Por la ventana se veía caer una finísima llovizna que goteaba de hoja en hoja en los bananos. El reloj de pared andaba con un tictac rápido y fuerte. “Una bomba de tiempo”, pensó el doctor Slade, mientras recorría con la mirada el verdor húmedo de los jardines del hotel.

—Trata de no ponerte nerviosa —dijo bostezando—. Tenemos tiempo de sobra.

Había una diferencia entre un bostezo ordinario, y éste, tenso y tembloroso, que subió convulsivamente desde el fondo de su estómago. Contó hasta diez y se puso en pie de un salto.

—¿Dónde demonios está ese café? —exclamó con una furia inesperada, y se volvió, buscando la puerta que daba a la cocina. Una mujer gorda y sonrosada entraba en ese momento al comedor; al acercársele, el doctor Slade se dio cuenta de sus brillantes mejillas, y se preguntó fugazmente si no sería la mujer del patrón.

—Buenos días —murmuró. Pero ella lo saludó en inglés con una amplia sonrisa. Caminó en dirección a los ruidos que venían de la cocina, y la encontró: una caverna oscura, donde un negro abanicaba el fuego humeante de la estufa.

—¡Café! ¡Café! —reclamó el doctor Slade.

El hombre señaló hacia el jardín, y el doctor salió por la puerta y anduvo por la arena gruesa y pesada. Arbustos de flor de pascua crecían bajo los jóvenes papayos; las flores parecían de papel de seda rojo, mojado. Al regresar al comedor por la puerta lateral, renegando, el doctor Slade vio el humo que salía de dos tazas de café sobre la mesa. La señora Slade había desaparecido.

La idea de tomar el café mientras aún estaba caliente, incluso con el acostumbrado suplemento de leche condensada, era demasiado atractiva para pasarla por alto. Se sentó a la mesa. “Espero que haya sido un viaje provechoso”, le diría a su mujer cuando volviera. O, “La digestión también es importante, ¿sabes?”. Un perro ladraba con furia en la calle, justo bajo la ventana, y se oían voces que gritaban acaloradamente. “Cuando uno tiene realmente prisa, hacer que cada segundo cuente es un arte. Debes simplemente saber encajar cada cosa que tengas que hacer en el instante apropiado.” Una muchacha apareció con un plato de pan.

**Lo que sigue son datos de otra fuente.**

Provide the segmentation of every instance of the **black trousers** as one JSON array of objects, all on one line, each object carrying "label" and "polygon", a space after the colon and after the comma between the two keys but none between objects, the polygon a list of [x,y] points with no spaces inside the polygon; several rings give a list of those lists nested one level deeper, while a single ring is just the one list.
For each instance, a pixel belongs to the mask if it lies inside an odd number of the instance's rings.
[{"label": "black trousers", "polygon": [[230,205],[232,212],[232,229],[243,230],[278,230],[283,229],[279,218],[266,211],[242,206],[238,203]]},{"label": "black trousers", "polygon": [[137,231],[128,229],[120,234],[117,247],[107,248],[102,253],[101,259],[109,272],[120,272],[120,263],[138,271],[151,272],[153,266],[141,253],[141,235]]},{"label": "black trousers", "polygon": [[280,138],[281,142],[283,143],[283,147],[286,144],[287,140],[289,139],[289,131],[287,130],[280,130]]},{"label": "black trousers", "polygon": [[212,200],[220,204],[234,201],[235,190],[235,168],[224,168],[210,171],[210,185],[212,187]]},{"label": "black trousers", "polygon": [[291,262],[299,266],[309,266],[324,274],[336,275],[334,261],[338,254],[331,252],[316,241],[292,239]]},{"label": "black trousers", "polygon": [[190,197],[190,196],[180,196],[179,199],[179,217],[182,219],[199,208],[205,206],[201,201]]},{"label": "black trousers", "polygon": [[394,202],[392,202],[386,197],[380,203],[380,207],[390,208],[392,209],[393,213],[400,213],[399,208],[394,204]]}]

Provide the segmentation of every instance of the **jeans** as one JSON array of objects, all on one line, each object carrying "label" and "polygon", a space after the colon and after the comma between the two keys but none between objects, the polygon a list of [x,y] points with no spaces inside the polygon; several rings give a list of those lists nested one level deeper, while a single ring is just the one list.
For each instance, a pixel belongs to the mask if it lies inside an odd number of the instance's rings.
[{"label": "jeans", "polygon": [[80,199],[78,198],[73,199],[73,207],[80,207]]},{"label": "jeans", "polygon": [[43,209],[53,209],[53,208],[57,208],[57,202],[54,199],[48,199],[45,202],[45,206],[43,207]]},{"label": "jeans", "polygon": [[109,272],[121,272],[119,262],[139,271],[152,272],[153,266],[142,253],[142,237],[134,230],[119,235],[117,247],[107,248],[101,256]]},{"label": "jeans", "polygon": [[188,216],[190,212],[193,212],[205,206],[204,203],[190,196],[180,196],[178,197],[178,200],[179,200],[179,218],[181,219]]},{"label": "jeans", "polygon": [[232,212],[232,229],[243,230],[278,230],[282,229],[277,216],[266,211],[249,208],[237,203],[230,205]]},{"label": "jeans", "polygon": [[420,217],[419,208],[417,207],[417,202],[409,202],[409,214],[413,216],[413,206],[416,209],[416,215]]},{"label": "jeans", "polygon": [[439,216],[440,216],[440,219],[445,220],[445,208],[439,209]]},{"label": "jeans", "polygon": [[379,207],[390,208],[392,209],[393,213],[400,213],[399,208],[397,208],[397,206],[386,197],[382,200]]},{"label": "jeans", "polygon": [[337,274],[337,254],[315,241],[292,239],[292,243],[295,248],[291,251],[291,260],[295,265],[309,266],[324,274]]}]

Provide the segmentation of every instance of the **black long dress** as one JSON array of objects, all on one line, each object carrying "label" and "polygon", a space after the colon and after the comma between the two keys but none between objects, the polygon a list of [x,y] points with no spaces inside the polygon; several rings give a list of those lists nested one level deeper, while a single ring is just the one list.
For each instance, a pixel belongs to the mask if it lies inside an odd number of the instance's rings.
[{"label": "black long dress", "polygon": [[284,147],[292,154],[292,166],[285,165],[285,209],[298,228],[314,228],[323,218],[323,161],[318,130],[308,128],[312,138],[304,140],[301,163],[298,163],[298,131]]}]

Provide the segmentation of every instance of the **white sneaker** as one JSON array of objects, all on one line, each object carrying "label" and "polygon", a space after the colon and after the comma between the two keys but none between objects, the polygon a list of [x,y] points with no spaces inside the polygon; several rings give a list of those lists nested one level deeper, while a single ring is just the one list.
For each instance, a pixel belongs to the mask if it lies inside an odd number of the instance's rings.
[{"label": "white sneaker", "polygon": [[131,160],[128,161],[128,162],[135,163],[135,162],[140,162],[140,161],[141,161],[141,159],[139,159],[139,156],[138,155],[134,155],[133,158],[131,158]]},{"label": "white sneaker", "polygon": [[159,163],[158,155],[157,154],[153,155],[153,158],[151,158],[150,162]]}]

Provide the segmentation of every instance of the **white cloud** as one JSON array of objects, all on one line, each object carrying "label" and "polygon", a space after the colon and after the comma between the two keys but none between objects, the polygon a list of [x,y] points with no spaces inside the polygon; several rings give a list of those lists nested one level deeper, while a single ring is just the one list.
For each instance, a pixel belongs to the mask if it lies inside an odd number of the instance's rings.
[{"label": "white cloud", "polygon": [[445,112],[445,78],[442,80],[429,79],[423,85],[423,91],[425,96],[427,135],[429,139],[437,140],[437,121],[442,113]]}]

—¿Hay mantequilla? —le preguntó el doctor Slade.

Ella se quedó mirándolo, se encogió de hombros y dijo que iría a ver. Él alzó la voz y le pidió otra taza de café, y, de soslayo, miró el reloj: doce minutos para las siete.

Desde el zaguán, a sus espaldas, un sonido de tacones se acercó rápidamente. No tuvo tiempo de soltar la taza para volverse; la señora Slade ya estaba a la mesa. Se sentó, y había en su rostro una expresión preocupada y divertida.

—Qué gracioso —dijo, más para sí misma que para él, y luego bebió un sorbo de su café, mientras él esperaba alguna explicación.

La muchacha volvió sin la mantequilla, pero con dos platos de huevos con jamón.

—¿Qué? —dijo el doctor Slade antes de comenzar a comer.

La señora, al parecer, no le había oído y, se abalanzó con gusto sobre su comida.